The primary research question was

Is a multifaceted intervention more effective than an education-only intervention for increasing the proportion of patients with stroke who are assessed for the need for rehabilitation by hospital clinicians?

The secondary research question was

Does an education-only or a multifaceted intervention ensure that recommended (ART) criteria are used when patients with stroke are assessed by acute hospital clinicians and reported to have no rehabilitation needs?

Methods

A cluster randomised trial design was used, with hospitals randomly allocated to receive either an education-only intervention or a multifaceted intervention. The outcome of interest was documentation of rehabilitation needs in the medical records of patients with stroke by a health professional providing ward-based care in the acute hospital. The trial registration number is ACTRN12616000340437.

All hospitals in South Australia (SA) with organised stroke services were eligible to participate in the trial. Hospitals in other states of Australia with acute stroke units, admitting more than 100 patients with stroke were also eligible. An invitation to participate in a trial of the ART was sent by the Australian Stroke Coalition to hospital clinicians, administrators and stroke networks around Australia. In South Australia, senior hospital-based clinical staff were invited to participate in the trial by the South Australian Stroke Clinical Network.

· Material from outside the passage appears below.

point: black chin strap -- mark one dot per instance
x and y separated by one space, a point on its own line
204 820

Recruited hospitals were stratified by state, region (metropolitan, regional) and the proportion of patients that had their rehabilitation needs assessed in the 2011 national audit. After stratification, hospitals were randomly assigned to receive either an education-only intervention or a multifaceted intervention. The randomisation schedule was generated by computer program (https://www.sealedenvelope.com/simple-randomiser/v1/lists) on 19/3/2013 by a third party, blind to the specific hospital list. Allocation was then undertaken by assigning the coded hospitals to the list based on the stratification.

The implementation interventions

A rolling recruitment and intervention delivery strategy was used, and the interventions were commenced at the different sites over a 14-month period (first site commenced April 2013; tenth site commenced June 2014). All interventions were delivered by author EL. The TIDieR checklist was used to guide reporting [28] (Additional file 1). All medical, allied health and senior nursing staff working on the acute stroke unit (metropolitan hospitals) or in the rehabilitation team (regional hospitals) were invited via email to participate in the interventions. Participation in the interventions was not mandated at any site.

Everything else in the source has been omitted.